Brent crude fell below $58 a barrel today after the International Energy Agency (IEA) warned that oil prices may decline as stocks continue to increase this year.
Oil stocks held by countries in the Organisation for Economic Cooperation and Development may come close to the all-time high of 2.83 billion barrels in the middle of 2015, the IEA said.
The organisation advises the West on energy policy.
"Despite expectations of tightening balances by end-2015, downward market pressures may not have run their course just yet," the IEA said in a monthly report.
Brent crude slipped 44 cents to $57.90 today, ending a three-day rally. The benchmark gained more than 9% last week, its biggest weekly rise since February 2011.
US crude futures dropped to $52.02, down 84 cents.
Vitol chief Ian Taylor, speaking at the International Petroleum Week industry conference, said he expected a "dramatic" build in oil stocks over the next few months but that supply and demand in the oil market would move into balance in the second half of this year.

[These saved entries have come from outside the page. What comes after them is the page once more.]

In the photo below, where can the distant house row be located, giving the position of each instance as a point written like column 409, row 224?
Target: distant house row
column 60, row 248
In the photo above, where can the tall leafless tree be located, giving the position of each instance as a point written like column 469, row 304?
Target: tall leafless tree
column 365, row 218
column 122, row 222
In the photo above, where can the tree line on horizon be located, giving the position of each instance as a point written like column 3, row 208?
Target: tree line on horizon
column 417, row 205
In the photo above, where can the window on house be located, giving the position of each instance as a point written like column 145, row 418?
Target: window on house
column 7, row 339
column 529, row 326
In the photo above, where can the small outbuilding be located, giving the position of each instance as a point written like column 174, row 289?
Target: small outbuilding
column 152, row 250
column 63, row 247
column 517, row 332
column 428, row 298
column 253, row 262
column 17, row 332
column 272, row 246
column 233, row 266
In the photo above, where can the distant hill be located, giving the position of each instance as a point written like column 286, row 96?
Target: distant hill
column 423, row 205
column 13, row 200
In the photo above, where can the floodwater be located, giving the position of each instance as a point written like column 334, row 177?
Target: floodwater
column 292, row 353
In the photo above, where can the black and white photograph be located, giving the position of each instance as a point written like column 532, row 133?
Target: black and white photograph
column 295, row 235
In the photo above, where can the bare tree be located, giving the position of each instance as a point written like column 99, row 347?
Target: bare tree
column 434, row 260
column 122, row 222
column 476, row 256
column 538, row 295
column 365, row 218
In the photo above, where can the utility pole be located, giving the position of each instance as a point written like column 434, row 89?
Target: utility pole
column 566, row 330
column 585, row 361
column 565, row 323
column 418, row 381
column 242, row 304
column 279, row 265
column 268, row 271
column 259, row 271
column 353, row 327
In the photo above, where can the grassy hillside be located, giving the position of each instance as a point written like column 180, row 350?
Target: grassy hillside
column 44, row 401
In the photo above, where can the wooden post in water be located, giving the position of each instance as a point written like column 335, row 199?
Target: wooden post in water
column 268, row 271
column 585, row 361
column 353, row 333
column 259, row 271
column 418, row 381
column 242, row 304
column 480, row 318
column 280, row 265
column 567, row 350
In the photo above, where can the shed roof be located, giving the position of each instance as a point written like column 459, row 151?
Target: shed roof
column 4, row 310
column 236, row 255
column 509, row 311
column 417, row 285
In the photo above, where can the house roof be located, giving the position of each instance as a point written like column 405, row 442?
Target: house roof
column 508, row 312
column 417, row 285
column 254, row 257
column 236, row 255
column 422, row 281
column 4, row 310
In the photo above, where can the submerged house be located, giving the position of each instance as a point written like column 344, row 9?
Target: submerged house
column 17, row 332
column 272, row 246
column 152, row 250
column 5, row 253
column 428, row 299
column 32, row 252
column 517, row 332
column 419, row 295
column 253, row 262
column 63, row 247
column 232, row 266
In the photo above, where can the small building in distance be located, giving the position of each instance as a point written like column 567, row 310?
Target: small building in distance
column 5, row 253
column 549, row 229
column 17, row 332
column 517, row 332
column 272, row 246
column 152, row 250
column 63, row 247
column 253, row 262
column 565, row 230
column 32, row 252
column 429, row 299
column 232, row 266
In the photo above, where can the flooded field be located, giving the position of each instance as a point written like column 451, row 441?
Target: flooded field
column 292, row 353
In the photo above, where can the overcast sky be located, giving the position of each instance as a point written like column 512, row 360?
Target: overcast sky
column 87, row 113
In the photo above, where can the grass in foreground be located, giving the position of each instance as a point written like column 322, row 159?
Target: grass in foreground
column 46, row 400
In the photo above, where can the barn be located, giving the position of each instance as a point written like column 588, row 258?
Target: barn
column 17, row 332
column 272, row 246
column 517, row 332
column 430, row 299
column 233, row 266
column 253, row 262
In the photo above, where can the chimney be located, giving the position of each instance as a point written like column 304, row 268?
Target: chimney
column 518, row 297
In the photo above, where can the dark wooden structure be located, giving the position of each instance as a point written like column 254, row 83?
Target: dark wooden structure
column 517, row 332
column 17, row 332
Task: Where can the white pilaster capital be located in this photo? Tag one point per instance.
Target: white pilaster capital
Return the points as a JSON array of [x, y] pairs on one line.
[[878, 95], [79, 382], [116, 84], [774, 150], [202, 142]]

China's consumer inflation hit a five-year low for January, raising worries about oil demand in the world's second-largest economy.
Oil prices received a boost yesterday after a monthly report by the Organisation of the Petroleum Exporting Countries (OPEC) raised the forecast for 2015 demand for its oil to 29.2 million barrels per day (bpd), up 430,000 bpd from an earlier forecast.
The IEA's medium-term report released today predicted demand for OPEC oil would hold at 29.4 million bpd this year, and said US shale oil output growth would pause before regaining momentum.
US crude snapped three days of gains after a preliminary survey showed that US commercial crude stockpiles likely hit a record high last week.